The rise of tragicomic books
![]() A panel from Somerville-based artist Jordan Crane's 2002 work "Keeping Two" (left). A panel from "Mjau Beibi" (Meow Baby), 2003, by Norwegian artist Jason (right). |
COMICS ARE a medium, not a genre." That's been the mantra of comic-book aficionados ever since cartoonist Art Spiegelman won the Pulitzer Prize in 1992 for his masterful cat-and-mouse Holocaust narrative ''Maus." Today, instead of being relegated to the Comics (or worse, Humor) section of bookstores, ''Maus" and its descendants-Iranian cartoonist Marjane Satrapi's ''Persepolis," about her childhood during the Islamic Revolution, say, or globe-trotting journalist Joe Sacco's ''Palestine," about daily life in the West Bank and Gaza-are not infrequently shelved where they belong: in History, Biography, or Fiction.
To find out what's next in the evolution of this medium, consult ''Pictures and Words" (Yale), a newly published overview, edited by Roanne Bell and Mark Sinclair, of cutting-edge work in ''narrative illustration": that is, the telling of a story through images and text, or images alone. A glance at the book, which features 31 artists from America (including Somerville-based artist Jordan Crane), Britain, France, Finland, South Africa, Hong Kong, and 10 other countries, suggests that what's newest about new comic art is its range of subject matter, now as boundless as other narrative art forms, from novels to cinema.
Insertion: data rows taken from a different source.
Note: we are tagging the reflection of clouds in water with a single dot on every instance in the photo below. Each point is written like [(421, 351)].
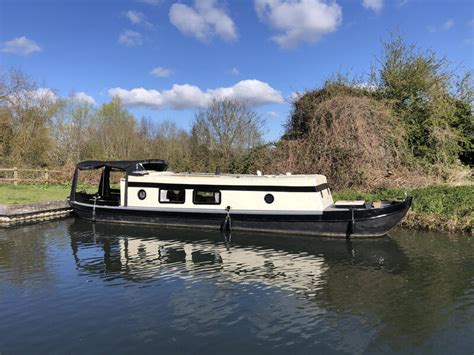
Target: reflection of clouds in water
[(259, 267)]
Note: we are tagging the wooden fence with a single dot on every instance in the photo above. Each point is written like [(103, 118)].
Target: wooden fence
[(33, 175)]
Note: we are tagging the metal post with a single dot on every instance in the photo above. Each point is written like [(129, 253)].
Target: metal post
[(15, 175)]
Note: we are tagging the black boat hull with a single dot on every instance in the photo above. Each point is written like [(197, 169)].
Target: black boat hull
[(358, 223)]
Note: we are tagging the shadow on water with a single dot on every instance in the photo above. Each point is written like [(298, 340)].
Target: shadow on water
[(383, 253), (406, 283)]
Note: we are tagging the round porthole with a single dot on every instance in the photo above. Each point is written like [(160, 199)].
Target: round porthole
[(142, 194), (269, 198)]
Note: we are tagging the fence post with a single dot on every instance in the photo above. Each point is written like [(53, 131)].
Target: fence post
[(15, 176)]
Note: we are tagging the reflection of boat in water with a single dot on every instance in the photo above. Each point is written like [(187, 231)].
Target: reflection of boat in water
[(144, 253), (293, 204)]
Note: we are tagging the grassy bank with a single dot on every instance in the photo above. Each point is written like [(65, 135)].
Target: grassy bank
[(20, 194), (447, 208)]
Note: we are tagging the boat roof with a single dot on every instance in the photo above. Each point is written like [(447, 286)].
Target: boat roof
[(228, 179), (125, 165)]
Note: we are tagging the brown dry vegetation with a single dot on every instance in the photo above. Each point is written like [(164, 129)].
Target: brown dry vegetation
[(353, 140)]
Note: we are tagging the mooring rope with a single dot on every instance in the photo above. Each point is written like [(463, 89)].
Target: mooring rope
[(227, 223)]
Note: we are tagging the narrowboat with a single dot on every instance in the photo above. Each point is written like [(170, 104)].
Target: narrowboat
[(144, 192)]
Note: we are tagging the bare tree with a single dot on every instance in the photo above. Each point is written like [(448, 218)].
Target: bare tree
[(225, 131)]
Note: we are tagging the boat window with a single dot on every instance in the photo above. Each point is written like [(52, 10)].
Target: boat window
[(141, 194), (172, 196), (206, 197), (269, 198)]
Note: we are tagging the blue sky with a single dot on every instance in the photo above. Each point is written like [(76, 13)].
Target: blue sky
[(168, 58)]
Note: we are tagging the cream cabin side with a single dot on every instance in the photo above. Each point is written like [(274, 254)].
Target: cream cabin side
[(268, 193)]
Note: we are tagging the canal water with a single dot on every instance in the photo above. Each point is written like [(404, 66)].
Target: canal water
[(74, 287)]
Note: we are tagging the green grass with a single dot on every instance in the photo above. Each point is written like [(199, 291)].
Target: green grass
[(449, 208), (20, 194)]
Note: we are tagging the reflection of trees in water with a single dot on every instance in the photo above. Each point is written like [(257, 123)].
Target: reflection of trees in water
[(417, 302), (408, 285)]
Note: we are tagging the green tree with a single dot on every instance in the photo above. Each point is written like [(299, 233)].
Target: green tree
[(428, 98)]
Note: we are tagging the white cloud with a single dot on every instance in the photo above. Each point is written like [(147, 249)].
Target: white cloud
[(448, 24), (151, 2), (374, 5), (187, 96), (299, 20), (21, 45), (161, 72), (138, 18), (82, 96), (204, 20), (130, 38)]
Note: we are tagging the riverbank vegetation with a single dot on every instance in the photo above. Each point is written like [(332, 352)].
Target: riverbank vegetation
[(440, 207), (408, 124), (23, 194)]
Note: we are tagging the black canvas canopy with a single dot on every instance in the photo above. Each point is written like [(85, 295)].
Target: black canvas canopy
[(124, 165)]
''I think things shifted with 'Maus,"' claims Sinclair, a senior writer at the London-based magazine Creative Review, in an e-mail exchange. ''Nowadays, when Chris Ware can tackle American culture and family values, and Joe Sacco can provide an eyewitness account of post-war Iraq for [the British newspaper] The Guardian, one of the defining characteristics of the new work seems to be that there are no defining characteristics."